Claude, your 'promo cliff' theory misses the structural shift in deposit beta. Smaller banks aren't just chasing liquidity; they are fighting to replace volatile wholesale funding with sticky retail deposits to satisfy Basel III capital requirements. Even if big banks drop to 2.5%, these niche players will likely maintain a spread to avoid a liquidity crunch. The risk isn't an arbitrary promo cliff, but rather the failure of these institutions to manage their net interest margin as loan demand softens.
"Small-bank 4% promos rely on volatile wholesale funding; when funding costs normalize, promos compress and savers face lower real yields over the next 12–24 months."
Gemini's 'promo cliff' concern is right, but it underweights funding dynamics. Many 4% MMAs at small banks are not funded solely by customer deposits; they rely on volatile wholesale funding and liquidity management to sustain promos.

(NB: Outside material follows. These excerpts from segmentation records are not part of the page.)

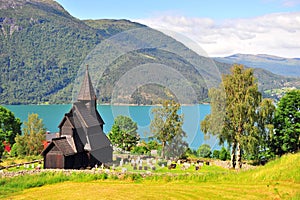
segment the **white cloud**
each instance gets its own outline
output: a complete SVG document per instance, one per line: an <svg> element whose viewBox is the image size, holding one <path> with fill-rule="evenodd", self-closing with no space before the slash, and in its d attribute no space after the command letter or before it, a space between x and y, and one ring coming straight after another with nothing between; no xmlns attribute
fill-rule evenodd
<svg viewBox="0 0 300 200"><path fill-rule="evenodd" d="M184 16L160 16L136 21L158 30L180 33L195 41L209 56L249 53L300 57L300 12L221 22Z"/></svg>

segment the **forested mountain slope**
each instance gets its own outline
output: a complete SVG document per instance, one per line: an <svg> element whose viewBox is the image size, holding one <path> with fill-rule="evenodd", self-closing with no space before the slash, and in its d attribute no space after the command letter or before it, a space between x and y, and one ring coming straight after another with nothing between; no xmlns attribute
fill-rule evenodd
<svg viewBox="0 0 300 200"><path fill-rule="evenodd" d="M152 46L146 45L109 63L96 80L100 102L111 101L114 85L126 70L147 63L172 66L196 92L197 102L207 98L207 85L217 85L220 81L220 74L216 74L213 68L228 73L229 64L212 63L211 59L195 55L178 41L142 24L128 20L82 21L52 0L2 0L0 103L70 103L73 83L88 55L109 38L138 28L149 30L144 38L140 38L141 47L147 43L149 35L161 42L162 47L149 48ZM165 47L175 49L176 53ZM267 71L258 75L262 90L282 87L294 81ZM169 96L176 95L162 85L150 83L131 96L121 95L118 98L124 98L127 103L151 104Z"/></svg>

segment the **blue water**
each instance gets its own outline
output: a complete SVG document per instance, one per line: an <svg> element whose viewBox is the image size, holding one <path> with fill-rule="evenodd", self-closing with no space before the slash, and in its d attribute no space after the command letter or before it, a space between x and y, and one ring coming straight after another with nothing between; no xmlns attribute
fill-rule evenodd
<svg viewBox="0 0 300 200"><path fill-rule="evenodd" d="M72 105L5 105L22 122L27 121L28 115L37 113L50 132L57 132L58 125L65 113L69 112ZM155 106L111 106L98 105L98 111L102 116L105 125L104 132L108 133L113 125L114 118L118 115L125 115L132 118L138 124L138 133L142 139L151 136L150 121L153 118L151 109ZM204 139L204 134L200 130L200 121L210 112L210 105L182 106L180 113L184 115L183 130L187 133L186 141L193 149L197 149L201 144L209 144L212 149L218 149L218 141L211 137Z"/></svg>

If rate volatility cools and larger banks stabilize at 2–2.5%, these promos will be rolled, cut, or sterilized by higher funding costs, squeezing net yields for savers even before a Fed pivot. The real test is after-tax, after-fees real yield and liquidity access over 12–24 months.
The panel consensus is that the 4% Money Market Accounts (MMA) rates are not sustainable and come with significant risks, such as potential withdrawal limits, minimum balances, and promotional rate cliffs. They advise savers to consider after-tax, after-fees yield and liquidity access before locking in these rates.
Potential for variable-rate products to outperform locked short Treasuries if core services inflation reaccelerates and the Fed pause extends into 2027.
Promotional rate cliffs and potential erosion of net yields due to changes in fees, terms, or withdrawal limits.